2 The cataloguing of manuscripts

The material falling within the orbit of the project is diverse. It includes manuscripts written in most of the major languages and scripts current in Europe in the medieval period (excluding Greek), represented by fragments as well as complete codices, and ranging in date from the ninth to the early sixteenth century. A parallel project to compile and publish descriptions of Greek manuscripts acquired this century is also under way, but has not yet reached the stage of developing automated procedures.

Some of these manuscripts are well-known and extensively published , whilst others have never even been mentioned in print. Most fall somewhere between these two extremes: the majority have been described in one or more unpublished typescript catalogues prepared by successive generations of Bodleian staff, notably the loose-leaf `Green Folders' of catalogue descriptions, and van Dijk's Handlist of the Latin Liturgical Manuscripts ( 1957-60), and have thus been made known to readers who visit or otherwise contact the Library. Almost all the illuminated manuscripts were described, albeit very briefly, in the three volumes of Illuminated Manuscripts in the Bodleian Library ( P[auml ]cht and Alexander 1966-73); while many others have been described in greater or lesser detail elsewhere. However the only group of post-1916 accessions to have been systematically catalogued to modern standards remains the manuscripts from the collection of J. P. R. Lyell, of which a detailed catalogue was published in 1971 ( de la Mare 1971).

One of the first questions to be addressed was the actual cataloguing methods to be employed. Although the 1971 Lyell catalogue was widely considered exemplary, we nevertheless thought it right to re-examine questions of content and format in the light of developments during the last quarter of a century. During this period, cataloguing, of both existing collections and new accessions, has steadily continued, but the pressure of other duties has meant that no catalogue of any group of manuscripts had yet been brought to the point of publication. We thus had the opportunity to re-think, in some cases from first principles, what information we should be aiming to provide in the new catalogue. As with any limited-term project, the crux of the task was to find an acceptable compromise between the ideal and the realistic: the ideal might be an extremely detailed catalogue, embodying new research, and with a large number of reproductions, but achieving such a goal might well be unrealistic, given the limited resources at our disposal. On the other hand, if we set ourselves the much more modest aim of producing only a basic summary description of the manuscripts, prompt completion would be achieved[mdash ]but the end product would, in all probability, fail to meet most needs of its intended audience. Our aim was to find an acceptable compromise by providing information at different levels of detail.

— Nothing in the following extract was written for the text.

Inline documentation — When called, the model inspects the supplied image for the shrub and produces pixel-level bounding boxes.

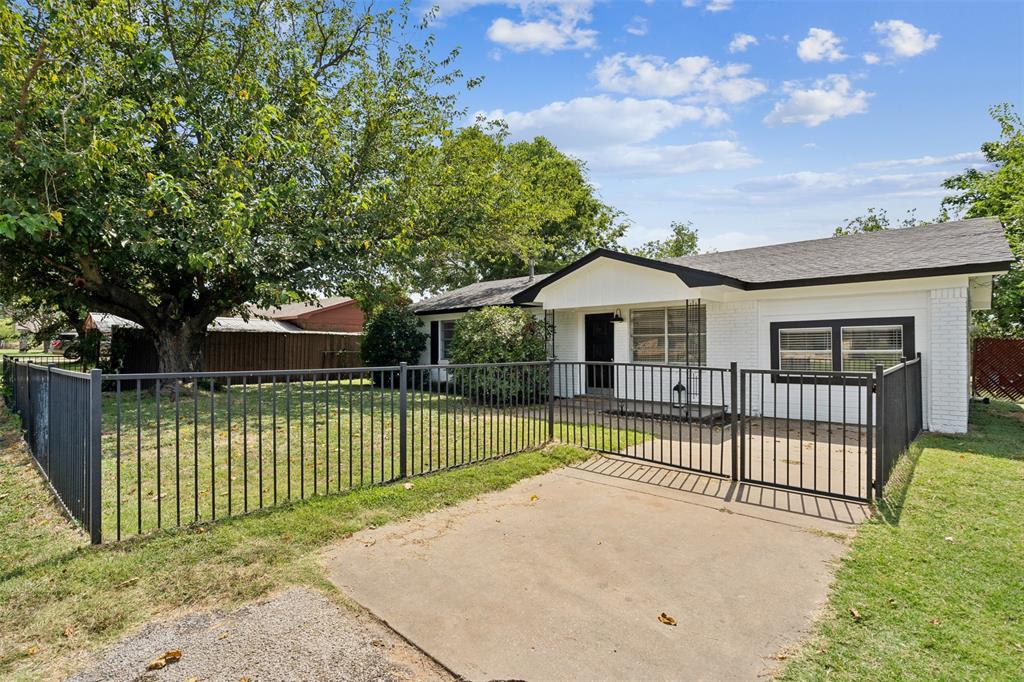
[449,307,548,402]
[361,305,428,367]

At the most fundamental level, a catalogue may be little more than an inventory, simply informing potentially interested readers of the existence of the manuscripts in a given collection, and providing a shelfmark or other reference number to allow them to be located. To satisfy this requirement a very brief `Checklist' description of over 550 manuscripts has been compiled, and will be made available electronically: this will act as a finding aid to give readers a general idea of what material might be of use to their studies, and will be a starting-point from which to pursue their enquiries. The checklist contains information under the following heading:

It is interesting to note that this list of headings, which was substantially defined before the the Studley Priory meeting was held, already includes most of the `First level' categories of information discussed at that meeting. Of the topics not included, some are implicit or easily obtained: for example, the presence or absence of illuminations in a manuscript is implied by the presence or absence of a reference to the catalogue of Illuminated Manuscripts in the Bodleian Library under the `Select Bibliography' heading, while identifiable scribes or artists are always listed as the first item under the `Provenance' heading,. It is hoped that the Checklist's bibliography will point users to widely-available published sources for most or all of the other categories of information discussed at Studley.

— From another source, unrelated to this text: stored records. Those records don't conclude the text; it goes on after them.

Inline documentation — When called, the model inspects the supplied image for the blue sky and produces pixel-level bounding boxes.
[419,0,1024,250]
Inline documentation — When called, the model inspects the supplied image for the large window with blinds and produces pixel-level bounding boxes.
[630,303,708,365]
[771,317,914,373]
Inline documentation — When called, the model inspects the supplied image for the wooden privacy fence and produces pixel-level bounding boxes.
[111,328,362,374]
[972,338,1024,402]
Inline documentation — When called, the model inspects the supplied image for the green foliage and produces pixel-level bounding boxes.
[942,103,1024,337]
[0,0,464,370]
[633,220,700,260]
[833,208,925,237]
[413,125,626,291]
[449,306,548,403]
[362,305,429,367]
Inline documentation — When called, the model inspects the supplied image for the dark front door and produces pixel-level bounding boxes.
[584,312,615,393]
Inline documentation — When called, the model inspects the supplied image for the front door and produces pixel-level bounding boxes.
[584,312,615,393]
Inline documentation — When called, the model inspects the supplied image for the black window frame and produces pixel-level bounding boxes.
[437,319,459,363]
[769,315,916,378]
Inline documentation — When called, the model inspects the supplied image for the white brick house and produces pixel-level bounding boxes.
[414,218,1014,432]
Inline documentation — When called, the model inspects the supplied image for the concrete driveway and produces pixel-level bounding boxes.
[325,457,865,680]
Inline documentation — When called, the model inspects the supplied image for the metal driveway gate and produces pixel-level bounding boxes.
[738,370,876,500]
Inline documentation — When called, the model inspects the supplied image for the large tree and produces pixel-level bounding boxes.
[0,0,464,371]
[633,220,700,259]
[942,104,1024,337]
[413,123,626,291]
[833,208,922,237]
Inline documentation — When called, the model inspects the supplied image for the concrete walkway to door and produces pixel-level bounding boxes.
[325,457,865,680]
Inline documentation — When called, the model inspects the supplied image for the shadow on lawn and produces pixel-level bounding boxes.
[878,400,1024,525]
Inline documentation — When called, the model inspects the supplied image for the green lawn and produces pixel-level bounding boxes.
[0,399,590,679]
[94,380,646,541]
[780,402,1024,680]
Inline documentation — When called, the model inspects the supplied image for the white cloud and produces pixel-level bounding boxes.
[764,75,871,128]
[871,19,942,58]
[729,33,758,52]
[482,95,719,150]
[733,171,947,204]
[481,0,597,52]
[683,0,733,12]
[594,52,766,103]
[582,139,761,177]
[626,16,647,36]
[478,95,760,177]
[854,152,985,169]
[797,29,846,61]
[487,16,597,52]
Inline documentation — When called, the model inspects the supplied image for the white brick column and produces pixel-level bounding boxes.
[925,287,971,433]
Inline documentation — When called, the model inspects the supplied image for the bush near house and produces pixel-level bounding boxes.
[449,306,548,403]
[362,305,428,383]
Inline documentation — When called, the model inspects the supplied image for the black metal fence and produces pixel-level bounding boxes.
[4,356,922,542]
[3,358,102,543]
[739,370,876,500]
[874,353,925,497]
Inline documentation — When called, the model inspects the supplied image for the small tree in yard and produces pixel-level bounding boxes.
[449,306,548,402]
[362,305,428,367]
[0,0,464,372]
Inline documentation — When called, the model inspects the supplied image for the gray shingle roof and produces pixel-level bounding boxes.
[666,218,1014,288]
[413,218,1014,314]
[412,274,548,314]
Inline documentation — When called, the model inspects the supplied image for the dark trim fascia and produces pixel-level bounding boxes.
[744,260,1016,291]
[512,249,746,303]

At the opposite extreme, a catalogue may contain so much detail, so clearly expressed, that students are able to glean the information they need about manuscripts from the catalogue, without recourse to the manuscripts themselves. A good catalogue will inform the user which manuscripts do not need to be consulted, as well as which ones might reward further study. This clearly has benefits not only in terms of saving the student time and other resources, but also in terms of the preservation of unique and often fragile materials. In addition to the Checklist, therefore, detailed catalogue descriptions are being prepared, and these will be made available in stages, both in printed and online form. It is our full intention that these descriptions will be linked to digitized images.

A middle way between these extremes is to be tested in the foreseeable future. As stated above, many of the manuscripts covered by the Project have existing unpublished catalogue descriptions in typescript, prepared over the course of the past several decades. While not always meeting today's demanding standards, these descriptions were prepared by the Library's professional staff, and contain a wealth of unpublished information. It is therefore planned that these descriptions will be entered onto the online system, being checked for accuracy in the process, but otherwise with minimal alteration or expansion, to serve as yet another level of finding aid and information provision.